OBJECTIVES: Boldine is an aporphine alkaloid which is best known for its antioxidant, anti-inflammatory and cytoprotective characteristics. It seems that all these activities are related to boldine ability to scavenge reactive free radicals. As indicated by several pieces of evidence, free radicals generation are involved in initiation and propagation of epilepsy. METHODS: In this study, we investigated the sub-chronic effects of boldine on intraperitoneal and intravenous pentylenetetrazole (PTZ) models and electroshock-induced seizure in mice. Mice in treatment groups received different doses of boldine (once in a day for 8 days, ip.) and control group received solvent. We also evaluated the role of antioxidant activity of boldine as a part of its anti-seizure activity.

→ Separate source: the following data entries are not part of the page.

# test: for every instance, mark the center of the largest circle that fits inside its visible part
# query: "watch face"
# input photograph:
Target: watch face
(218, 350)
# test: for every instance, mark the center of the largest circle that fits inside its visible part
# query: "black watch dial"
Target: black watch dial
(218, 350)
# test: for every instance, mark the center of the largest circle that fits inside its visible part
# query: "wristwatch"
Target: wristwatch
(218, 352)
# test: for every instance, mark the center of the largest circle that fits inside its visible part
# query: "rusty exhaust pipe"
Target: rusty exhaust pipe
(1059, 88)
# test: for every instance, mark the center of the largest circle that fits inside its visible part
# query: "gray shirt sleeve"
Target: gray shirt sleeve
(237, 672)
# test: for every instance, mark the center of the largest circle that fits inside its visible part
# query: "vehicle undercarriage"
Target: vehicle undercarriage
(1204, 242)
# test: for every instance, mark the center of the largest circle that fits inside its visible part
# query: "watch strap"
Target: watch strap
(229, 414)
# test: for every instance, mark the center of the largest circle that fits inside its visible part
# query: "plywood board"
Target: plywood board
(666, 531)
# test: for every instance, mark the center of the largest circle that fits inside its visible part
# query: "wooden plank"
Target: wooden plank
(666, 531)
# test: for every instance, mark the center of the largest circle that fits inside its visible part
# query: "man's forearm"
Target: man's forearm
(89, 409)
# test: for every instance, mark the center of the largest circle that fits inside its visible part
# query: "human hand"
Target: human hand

RESULTS: The results demonstrated that sub-chronic administration of boldine increased time latencies to the onset of myoclonic and clonic seizure induced by intraperitoneal PTZ model and increased clonic seizure threshold in intravenous PTZ model. It also decreased tonic hind limb extension duration in the electroshock-induced seizure model. Co-administration of boldine with a non-effective dose of vitamin C induced the anticonvulsant activity of vitamin C. Superoxide dismutase (SOD) activity in the brain tissue of animals was increased following sub-chronic administration of boldine which all indicated antioxidant activity of boldine may be a part of its anticonvulsant activity. DISCUSSION: The anticonvulsant effects of boldine in three different animal models of epilepsy have been indicated. We have also shown that the antioxidant role of boldine might be a part of its anticonvulsant effect.